An employee returning to work from vacation needs to learn the new computer system that was installed when she was away. However, the co-worker who agrees to teach her leaves out vital information deliberately, which results in her struggling to do her job.
This workplace scenario is just one example of the knowledge-hiding behavior unearthed by David Zweig, UTSC professor of organizational behaviour, and his colleagues—John Trougakos, also at UTSC; Catherine Connelly at McMaster University; and Jane Webster at Queen’s University. It’s commonplace for employees to conceal knowledge from one another and that’s bad news for the companies they work for.
“Knowledge is power,” notes Zweig. “People think they can have power by holding onto it.”

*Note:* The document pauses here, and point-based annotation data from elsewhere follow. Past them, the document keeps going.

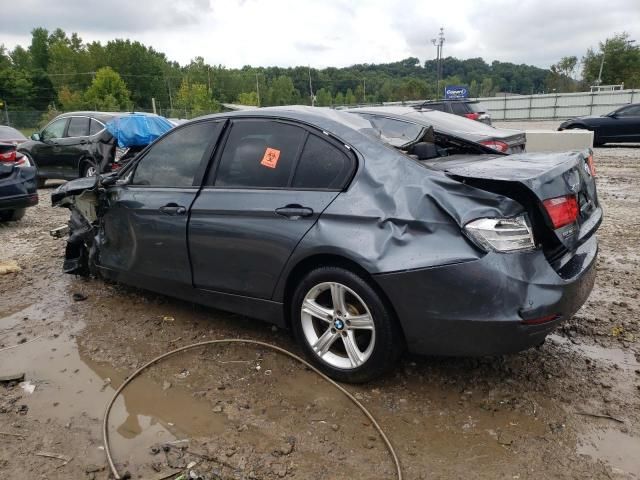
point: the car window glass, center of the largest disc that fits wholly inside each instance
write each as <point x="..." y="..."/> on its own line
<point x="459" y="108"/>
<point x="322" y="165"/>
<point x="54" y="129"/>
<point x="173" y="160"/>
<point x="259" y="154"/>
<point x="404" y="132"/>
<point x="95" y="127"/>
<point x="78" y="127"/>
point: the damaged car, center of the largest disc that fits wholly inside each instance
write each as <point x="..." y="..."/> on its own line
<point x="82" y="144"/>
<point x="365" y="243"/>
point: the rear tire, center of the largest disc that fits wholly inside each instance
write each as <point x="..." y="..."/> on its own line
<point x="12" y="215"/>
<point x="344" y="326"/>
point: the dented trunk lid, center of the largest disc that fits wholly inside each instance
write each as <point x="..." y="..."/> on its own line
<point x="531" y="178"/>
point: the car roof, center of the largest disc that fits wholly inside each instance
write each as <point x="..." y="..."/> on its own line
<point x="323" y="117"/>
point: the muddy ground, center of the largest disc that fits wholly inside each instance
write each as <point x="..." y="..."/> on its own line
<point x="568" y="409"/>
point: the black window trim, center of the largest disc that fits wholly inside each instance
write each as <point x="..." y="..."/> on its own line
<point x="64" y="131"/>
<point x="66" y="128"/>
<point x="205" y="161"/>
<point x="209" y="179"/>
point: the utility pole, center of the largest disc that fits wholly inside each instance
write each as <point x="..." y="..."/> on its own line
<point x="438" y="43"/>
<point x="313" y="98"/>
<point x="258" y="89"/>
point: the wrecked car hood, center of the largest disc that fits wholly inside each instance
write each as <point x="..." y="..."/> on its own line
<point x="74" y="187"/>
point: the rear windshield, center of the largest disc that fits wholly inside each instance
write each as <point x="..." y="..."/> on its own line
<point x="9" y="133"/>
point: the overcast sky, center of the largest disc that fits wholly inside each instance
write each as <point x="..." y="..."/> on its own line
<point x="333" y="32"/>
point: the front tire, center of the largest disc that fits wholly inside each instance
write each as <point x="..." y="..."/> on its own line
<point x="344" y="326"/>
<point x="12" y="215"/>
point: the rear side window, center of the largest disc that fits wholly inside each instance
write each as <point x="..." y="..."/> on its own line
<point x="95" y="127"/>
<point x="78" y="127"/>
<point x="259" y="154"/>
<point x="322" y="166"/>
<point x="174" y="160"/>
<point x="630" y="112"/>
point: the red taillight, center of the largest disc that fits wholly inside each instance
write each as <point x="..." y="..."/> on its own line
<point x="591" y="165"/>
<point x="562" y="210"/>
<point x="496" y="145"/>
<point x="9" y="156"/>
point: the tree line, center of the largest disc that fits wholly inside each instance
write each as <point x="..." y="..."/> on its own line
<point x="61" y="72"/>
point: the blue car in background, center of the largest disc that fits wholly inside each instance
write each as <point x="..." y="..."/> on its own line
<point x="18" y="189"/>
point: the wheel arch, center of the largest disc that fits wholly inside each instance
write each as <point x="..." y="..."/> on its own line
<point x="84" y="159"/>
<point x="314" y="261"/>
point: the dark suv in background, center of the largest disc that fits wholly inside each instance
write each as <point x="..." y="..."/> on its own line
<point x="465" y="108"/>
<point x="72" y="145"/>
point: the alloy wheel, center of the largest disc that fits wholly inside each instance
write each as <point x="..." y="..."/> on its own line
<point x="338" y="325"/>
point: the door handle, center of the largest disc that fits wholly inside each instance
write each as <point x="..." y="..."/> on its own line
<point x="173" y="209"/>
<point x="294" y="211"/>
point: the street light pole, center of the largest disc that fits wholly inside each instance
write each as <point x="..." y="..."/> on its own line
<point x="438" y="43"/>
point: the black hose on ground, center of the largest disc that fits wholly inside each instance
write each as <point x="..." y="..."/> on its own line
<point x="105" y="422"/>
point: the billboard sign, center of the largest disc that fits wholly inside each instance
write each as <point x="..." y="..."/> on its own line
<point x="455" y="91"/>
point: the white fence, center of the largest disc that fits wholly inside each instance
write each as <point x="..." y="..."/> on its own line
<point x="557" y="106"/>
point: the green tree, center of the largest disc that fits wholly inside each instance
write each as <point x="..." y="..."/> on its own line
<point x="108" y="91"/>
<point x="323" y="98"/>
<point x="621" y="62"/>
<point x="195" y="99"/>
<point x="349" y="97"/>
<point x="248" y="98"/>
<point x="281" y="91"/>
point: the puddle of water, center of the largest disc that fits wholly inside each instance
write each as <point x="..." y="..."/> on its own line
<point x="69" y="385"/>
<point x="625" y="359"/>
<point x="615" y="448"/>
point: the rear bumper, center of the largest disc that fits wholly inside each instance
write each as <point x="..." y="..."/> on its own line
<point x="479" y="307"/>
<point x="18" y="201"/>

Other researchers had already identified knowledge hoarding, wherein an employee tries to accumulate and monopolize knowledge. It’s related to knowledge hiding, but in the latter behaviour, a direct request for knowledge is refused.
In researching how and why knowledge hiding happens, Zweig and his colleagues found three distinct categories. In the first one—rationalized hiding—there's a good reason to not share information; for instance, it might be a personnel matter intended to be kept confidential. The second category—evasive hiding—takes place when an employee pretends to provide the requested knowledge but doesn't do it thoroughly. The third kind is simply playing dumb—pretending to not have the knowledge or to not understand the request at all.
According to Zweig, knowledge hiding can help an employee in the short run, but in the long term, co-workers begin to distrust the hider, and managers eventually catch on.
In order to discourage knowledge-hiding behaviour, organizations must build in rewards for sharing knowledge, encourage face-to-face communications and foster trust among their employees, Zweig says.